Robert Ettinger, founder of the cryonics movement, dies at 92

Mr. Ettinger saw a period of growth in the industry despite the fact that science has yet to pull a corpse out of cryo-preservation. Today, his institute houses 106 human patients and dozens of pets, including dogs, cats and at least one parrot.

About 900 dues-paying members around the world plan to be frozen when their time comes. “We are making steady progress against entrenched tradition,” Mr. Ettinger wrote last year in response to the Times magazine article about cryonics. “The tide of history is with us.”

Robert Chester Wilson Ettinger was born Dec. 4, 1918, in Atlantic City. He was a boy when he moved to Detroit and read a short story that sparked his interest in immortality.

“The Jameson Satellite,” by Neil Jones, told of a dying professor who launched himself into space — where he was found millions of years later by aliens who brought him back to life by transplanting his brain into a mechanical body.

“Why wait for aliens?” Mr. Ettinger later told a reporter. “Why not do it ourselves?”

He became further interested in the possibilities of medical technology during World War II, when he was badly injured by German mortar while fighting in Europe in the days before the Battle of the Bulge.

He attended Wayne State University under the G.I. bill and graduated with a bachelor’s degree and two master’s degrees, in math and physics. He penned his cryonics manifesto after being inspired by a French scientist who found that frog sperm was viable even after being frozen.
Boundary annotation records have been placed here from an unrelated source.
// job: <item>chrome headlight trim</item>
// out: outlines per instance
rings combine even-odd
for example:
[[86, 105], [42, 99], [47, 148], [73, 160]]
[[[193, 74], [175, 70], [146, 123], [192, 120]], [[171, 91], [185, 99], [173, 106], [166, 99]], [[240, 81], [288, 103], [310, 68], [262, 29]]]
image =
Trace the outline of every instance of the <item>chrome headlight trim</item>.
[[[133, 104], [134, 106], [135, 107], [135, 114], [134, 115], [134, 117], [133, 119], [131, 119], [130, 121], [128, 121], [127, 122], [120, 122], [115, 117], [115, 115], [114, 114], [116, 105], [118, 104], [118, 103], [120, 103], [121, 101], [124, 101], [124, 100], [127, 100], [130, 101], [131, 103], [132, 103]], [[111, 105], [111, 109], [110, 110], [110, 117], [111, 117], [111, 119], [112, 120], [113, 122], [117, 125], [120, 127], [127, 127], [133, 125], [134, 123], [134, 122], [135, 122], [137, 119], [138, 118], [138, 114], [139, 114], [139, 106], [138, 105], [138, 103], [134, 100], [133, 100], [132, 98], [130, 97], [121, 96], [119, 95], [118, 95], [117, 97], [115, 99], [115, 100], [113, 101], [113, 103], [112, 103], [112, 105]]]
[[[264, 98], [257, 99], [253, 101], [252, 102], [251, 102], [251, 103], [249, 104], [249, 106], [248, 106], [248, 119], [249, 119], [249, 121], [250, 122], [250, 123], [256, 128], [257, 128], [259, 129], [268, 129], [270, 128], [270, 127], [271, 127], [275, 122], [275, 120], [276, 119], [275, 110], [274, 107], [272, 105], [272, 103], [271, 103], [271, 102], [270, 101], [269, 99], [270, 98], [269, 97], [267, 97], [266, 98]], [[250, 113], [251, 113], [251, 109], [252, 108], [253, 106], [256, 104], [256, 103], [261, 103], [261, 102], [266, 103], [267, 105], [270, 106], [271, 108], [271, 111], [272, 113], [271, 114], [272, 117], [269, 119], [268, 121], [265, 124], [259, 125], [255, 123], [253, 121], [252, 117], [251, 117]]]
His other books included “Man Into Superman: The Startling Potential of Human Evolution — and How to Be Part of It.” Published in 1972, it has been described as an important book among transhumanists, who believe new technologies will allow humans to radically overhaul their bodies and extend their lives.

Mr. Ettinger remained most closely identified with cryonics, however. His first patient was his mother Rhea, who died in 1977. “I don’t know if she was very enthusiastic about it,” he said of his mother’s freezing, “but she was willing.”

A decade later, he froze his second patient — his wife Elaine, who died in 1987 and with whom he had two surviving children, David and Shelley.

The next year he married his second wife, Mae. When she died in 2000, she was the institute’s 34th patient.

“If both of my wives are revived,” Mr. Ettinger told the Detroit News last year, “that will be a high class problem.”